Entre os países onde o Evangelho tem crescido significativamente, Tobias destaca Nigéria, Gana, Quênia, África do Sul e Moçambique. Segundo ele, a busca espiritual dos africanos está profundamente ligada aos desafios que enfrentam, como pobreza, guerras internas e doenças.
“Eles se agarram à esperança e ao consolo que o Evangelho oferece, fundamentados na fé em Jesus. Além disso, os missionários de hoje compreendem melhor a cultura local e apresentam a Palavra de maneira que respeita as tradições, como a alegria e a dança na adoração, o que também contribui para atrair as pessoas”, explica ele, que está na África há 17 anos, na cidade de Beira, Moçambique. O pastor também destaca o trabalho dos missionários brasileiros, que realizam projetos sociais, especialmente nas áreas de saúde e educação, como uma estratégia eficaz de evangelização.

Dentro desse cenário, o pastor Amauri Oliveira, presidente da Agência Presbiteriana de Missões Transculturais (APMT), pondera que o desafio atual na formação de líderes passa, necessariamente, pela influência de conceitos animistas na teologia cristã na África, o que torna a necessidade de uma formação sólida na Palavra ainda mais urgente. Apesar disso, o Evangelho tem ganhado força, segundo ele, principalmente na Nigéria, África do Sul, Congo e Etiópia, ou seja, em países da África Subsaariana.
Para suprir essa carência, a APMT tem investido na formação de líderes no continente africano. Por meio de convênios educacionais com seminários brasileiros, os pastores locais têm acesso a capacitação teológica. “Enviamos professores para oferecer treinamento e também trazemos professores africanos para que recebam formação no Brasil e, depois, retornem para ensinar o que aprenderam. Além disso, realizamos a distribuição de literatura cristã, o que ajuda na formação de bibliotecas e no aprimoramento da liderança”, explica Amauri.
No ritmo da perseguição
Na África, o Evangelho avança no mesmo ritmo da perseguição religiosa, pondera Marco Cruz, secretário-geral da Missão Portas Abertas no Brasil. “Quando as pessoas veem que os sobreviventes não desistem, não deixam de amar a Deus e de seguir a Jesus, isso serve como um testemunho de que o Senhor que servimos é fiel, leal e ama Seus filhos. Apesar dos ataques e mortes, o cristão perseguido continua vivo em seu testemunho de não negar e permanecer até o fim.”
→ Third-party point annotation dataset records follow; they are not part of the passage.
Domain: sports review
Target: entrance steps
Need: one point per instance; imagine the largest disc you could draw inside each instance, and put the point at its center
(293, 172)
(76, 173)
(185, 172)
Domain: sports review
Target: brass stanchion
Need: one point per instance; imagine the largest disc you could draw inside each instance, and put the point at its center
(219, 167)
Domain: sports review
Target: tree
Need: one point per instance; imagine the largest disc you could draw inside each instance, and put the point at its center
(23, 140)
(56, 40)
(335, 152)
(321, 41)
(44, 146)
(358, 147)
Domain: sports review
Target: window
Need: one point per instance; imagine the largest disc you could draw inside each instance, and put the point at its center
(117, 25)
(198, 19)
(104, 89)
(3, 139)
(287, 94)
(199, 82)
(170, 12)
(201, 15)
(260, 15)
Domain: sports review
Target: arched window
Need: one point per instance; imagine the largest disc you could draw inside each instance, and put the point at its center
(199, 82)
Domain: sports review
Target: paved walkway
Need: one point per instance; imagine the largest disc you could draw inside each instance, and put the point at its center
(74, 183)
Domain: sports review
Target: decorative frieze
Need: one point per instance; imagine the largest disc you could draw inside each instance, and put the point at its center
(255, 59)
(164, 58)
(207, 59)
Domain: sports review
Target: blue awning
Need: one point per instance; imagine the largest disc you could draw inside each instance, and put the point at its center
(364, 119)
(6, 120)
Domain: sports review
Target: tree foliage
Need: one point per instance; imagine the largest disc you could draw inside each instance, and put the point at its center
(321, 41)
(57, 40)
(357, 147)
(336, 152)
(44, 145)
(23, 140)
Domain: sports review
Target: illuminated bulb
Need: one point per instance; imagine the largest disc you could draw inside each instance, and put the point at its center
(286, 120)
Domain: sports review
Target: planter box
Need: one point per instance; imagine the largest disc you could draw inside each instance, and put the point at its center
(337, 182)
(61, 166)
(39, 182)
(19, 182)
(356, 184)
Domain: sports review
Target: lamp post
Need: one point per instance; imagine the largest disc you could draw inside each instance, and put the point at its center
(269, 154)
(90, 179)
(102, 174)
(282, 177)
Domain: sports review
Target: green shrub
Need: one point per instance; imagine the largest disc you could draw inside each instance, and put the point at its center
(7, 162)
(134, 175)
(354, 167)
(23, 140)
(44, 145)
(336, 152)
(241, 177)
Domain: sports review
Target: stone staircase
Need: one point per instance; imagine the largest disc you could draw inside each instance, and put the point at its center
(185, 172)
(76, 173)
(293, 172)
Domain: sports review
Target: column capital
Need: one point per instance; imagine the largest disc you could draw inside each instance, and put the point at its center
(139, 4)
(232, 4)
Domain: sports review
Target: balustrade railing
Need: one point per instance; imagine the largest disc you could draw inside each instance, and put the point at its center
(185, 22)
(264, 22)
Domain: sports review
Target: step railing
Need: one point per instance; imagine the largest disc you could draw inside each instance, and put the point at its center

Conforme Cruz, faltam líderes para servir à Igreja Perseguida em território africano. Ele explica que a Portas Abertas é uma agência missionária que funciona de maneira diferente das demais. A instituição não forma líderes e missionários brasileiros para enviá-los ao campo, mas trabalha diretamente com os cristãos perseguidos em seus próprios países e comunidades. “Queremos que a igreja cresça e se fortaleça onde ela está. É ali que o Evangelho vai crescer, com o testemunho de um nativo da região, de um vizinho, de alguém que fala o mesmo idioma e que cresceu naquele lugar.”
Além disso, a Portas Abertas promove campanhas de oração e apoio socioeconômico, atendendo a necessidades básicas e oferecendo suporte pós-trauma para viúvas, órfãos e líderes cristãos. “Esses líderes recebem apoio pastoral, treinamento e tudo o que precisam para continuar liderando suas comunidades, discipulando novos crentes, auxiliando famílias e, sobretudo, evangelizando”, conclui.